| scrapking said: No worries. :) I don't share all of Spencer's assumptions, no. But I shared his perspective as an FYI. It's impossible to know what to make of the PS5 (optical drive edition) being profitable after a year or so, because we don't know how much of a loss they were taking up-front. It's a big difference if it goes from costing $525 to make down to $475, than if it goes from $600 to $400, for example. We don't know enough to draw strong conclusions from that. I remain curious why you think Microsoft made the wrong call, when this is the strongest start to a generation Microsoft has had yet. Seems like the market is embracing their decision. It's entirely possible that Sony and Microsoft *each* made the right call, as perhaps each of them made the right decision for their respective market segments and brands, in fact. COVID was a double-edged sword, increasing demand but reducing supply, so I'm not sure it had a huge net effect. As for long-term pricing, time will tell. Perhaps in several years one of us can come back to this thread and comment. However, I don't see why a PS5 slim would drop as low as $250, yet you think the Series S is only likely to drop down to $200? Can you explain why such a small delta between them? I'm skeptical of any PS5 variant dropping as low as $250. Heck, the PS4 slim's MSRP is still $299.99, and it's been over 9 years. |
I'm pretty confident they meant no longer selling at a loss with being 'profitable'. No way did they reclaim R&D costs already and I doubt hardware sales ever become net profitable during a generation.

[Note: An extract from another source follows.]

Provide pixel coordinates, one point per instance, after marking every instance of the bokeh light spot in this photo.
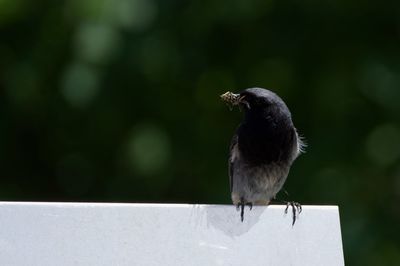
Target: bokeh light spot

Covid's net effect was to push the Series S ahead as the available alternative, while also slowing down the generational transition keeping the Series S relatively close in fidelity to the Series X and PS5. Covid also pushed gamepass ahead which is all you need on Series S.
So yeah, it's the strongest start to a generation MS has had yet, but everything Covid has been in MS' favor. The big currency swings also made the Yuan more expensive against the Yen yet less expensive against the Dollar which drove the PS5 price up first, while MS could compensate by paying less for production.
Hardware sales: Series S was the most available, PS5 the hardest to get.
Software sales: Gamepass offered the best selection, new game releases stalled/delayed/had problems.
MS certainly made the right call considering the circumstances.
Sony made the right call as well, selling everything you can possibly produce, nothing wrong with that.
And now we have some competition between the two.
A $250 PS5 is not gonna happen, I doubt it will even go under $350. That $299.99 ps4 slim MSRP from 2016 is already $372 in 2022 after inflation. More likely a slim version will go back to its original launch price :/ US just got lucky with a strong Dollar to Yen conversion keeping up with the inflation rate. Everywhere else the ps5 has increased in price.